Writing in the U.S. based Forbes Magazine, Dr Patrick Michaels discusses the lessons of the Queensland election - and how a carbon tax and "green nonsense" must always be opposed:
Recent elections—including last month’s tectonic shift in Australia—unequivocally show that aggressive global warming policies are political suicide. But, will a Republican ticket headed by Mitt Romney be able to capitalize on the Administration’s fatal weakness?
On March 23, the Australian Labor Party—akin to our Democrats—held 51 seats in the unicameral Queensland Legislative Assembly. 34 were held by the Liberal National Party, Australia’s variant of our Republicans. There were four independents.

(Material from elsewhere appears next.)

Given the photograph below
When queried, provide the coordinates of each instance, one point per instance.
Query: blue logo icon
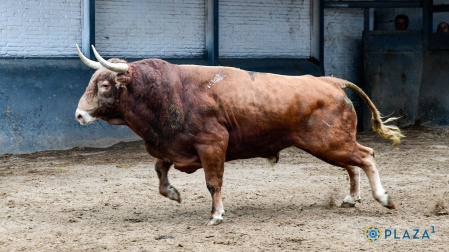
(373, 234)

The election, over the fourth weekend in March, has been called the largest electoral rout in the history of The Lucky Country. Labor hung on to six—that is not a typo, 6—seats, and the Liberals grabbed a mind-boggling 76. Three are still in doubt and Labor may add one more.
The crack-up of the Aussie left—regardless of what you hear from Labor’s spin cyclists—has largely been over Prime Minister Julia Gillard’s support (and the legislative passing) of a carbon tax to fight dreaded global warming. While Labor didn’t say very much about it in Queensland, Liberal candidates were all over the issue.
Gillard campaigned on a “no carbon tax” platform in the 2010 national election, which resulted in neither her party nor the Liberals gaining an outright majority. A coalition of independents and a green joined with Labor, extracting from Gillard a promise to follow the advice of an ad hoc climate policy committee guaranteed to recommend the tax. In keeping her end of the bargain, she moved the bill forward through the national legislature, and by November she had her tax.
Since the 2010 election that forced the suicidal coalition, everything has gone downhill for Labor. Once in control of all six Australian states, they have now lost four of them to the Liberals.
Australia is in the process of repeating American history. In 2010, Democrats in the House of Representatives paid the ultimate price for their June, 2009 passage of the cap-and-trade bill that would have reduced per capita emissions of dreaded carbon dioxide to what they were in 1867. Every close race that they lost evicted a member who had voted for it. In the Senate, which never touched it, every close race went to an incumbent Democrat. Both houses of Congress voted for the despised health care nationalization, so it isn’t right to blame the loss of the House on that.